County leaders got together Thursday to talk about how this happened and what to do next.

Go to any of Erie County's six parks, and if you see caution tape wrapped around old playground equipment such as here at Chestnut Ridge, that means they've tested positive for lead -- and will either be removed or covered up in the next few weeks. 

"We're working as quickly as possible to take care of this issue. And when I say that this is a priority, I can tell you every day this issue is being discussed," county parks commissioner Troy Schinzel said. 

Just a couple weeks ago, the Erie County comptroller's office found many pieces of playground equipment in county parks had lead.

"Decrepit conditions in our parks including slides, swings, and many baby swings," Erie County comptroller Stefan Mychajliw said.

That prompted the health department to do a complete investigation.

2 On Your Side has obtained numbers from the Erie County Health showing out of 258 pieces of equipment inspected, 66 contained lead.
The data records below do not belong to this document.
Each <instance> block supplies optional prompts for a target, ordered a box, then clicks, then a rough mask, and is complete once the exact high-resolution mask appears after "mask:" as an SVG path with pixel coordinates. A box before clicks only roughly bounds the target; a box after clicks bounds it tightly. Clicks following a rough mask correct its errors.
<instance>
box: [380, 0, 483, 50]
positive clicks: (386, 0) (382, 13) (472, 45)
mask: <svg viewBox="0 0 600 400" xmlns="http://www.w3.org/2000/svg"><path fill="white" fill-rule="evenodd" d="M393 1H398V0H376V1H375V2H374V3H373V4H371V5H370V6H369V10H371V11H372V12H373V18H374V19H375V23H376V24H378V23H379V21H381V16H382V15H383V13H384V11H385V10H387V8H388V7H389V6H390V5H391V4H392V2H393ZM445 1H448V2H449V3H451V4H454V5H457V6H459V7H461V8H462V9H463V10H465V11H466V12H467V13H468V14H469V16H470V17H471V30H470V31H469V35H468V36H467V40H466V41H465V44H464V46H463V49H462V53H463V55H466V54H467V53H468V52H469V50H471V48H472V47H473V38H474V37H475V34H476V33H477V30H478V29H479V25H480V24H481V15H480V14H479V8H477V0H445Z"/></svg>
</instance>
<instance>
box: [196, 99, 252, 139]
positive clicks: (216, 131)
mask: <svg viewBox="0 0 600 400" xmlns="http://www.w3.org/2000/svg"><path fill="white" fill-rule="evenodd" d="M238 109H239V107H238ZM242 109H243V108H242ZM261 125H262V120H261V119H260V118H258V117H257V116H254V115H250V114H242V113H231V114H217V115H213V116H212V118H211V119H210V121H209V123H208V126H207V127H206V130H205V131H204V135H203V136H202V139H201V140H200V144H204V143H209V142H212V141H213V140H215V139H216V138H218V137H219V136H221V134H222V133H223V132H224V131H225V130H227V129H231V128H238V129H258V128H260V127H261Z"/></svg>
That includes not only slides and swings that are decades old, but also shelters, bathrooms and picnic tables.

Here's the county's full breakdown:

  • 52 playground equipment items (94 were inspected)
  • 5 shelters (44 were inspected)
  • 4 bathrooms (17 were inspected)
  • 5 picnic tables (103 were inspected)
  • A total of 66 items identified as having lead (258 were inspected)

The county parks department says it will now do training.

"The deputy commissioner's working with the health department in providing the staff that will be removing the equipment the proper training before we remove the equipment," Schinzel said. 

That training is scheduled to take place Friday.  

Removal of the equipment could start early as Monday of next week. 

"I would estimate that depending on weather and training in the next two to three weeks, we hope to have these 66 items taken care of either encapsulation and/or removal," Schinzel said. "This program should ensure that lead is no longer an issue in Erie County Parks Department."

The county parks department says equipment that is removed will be disposed of, and that in the future, park employees will be trained in lead poisoning prevention. 

Health experts remind people that repeated exposure to lead can result in lead poisoning, not an occasional trip to the park.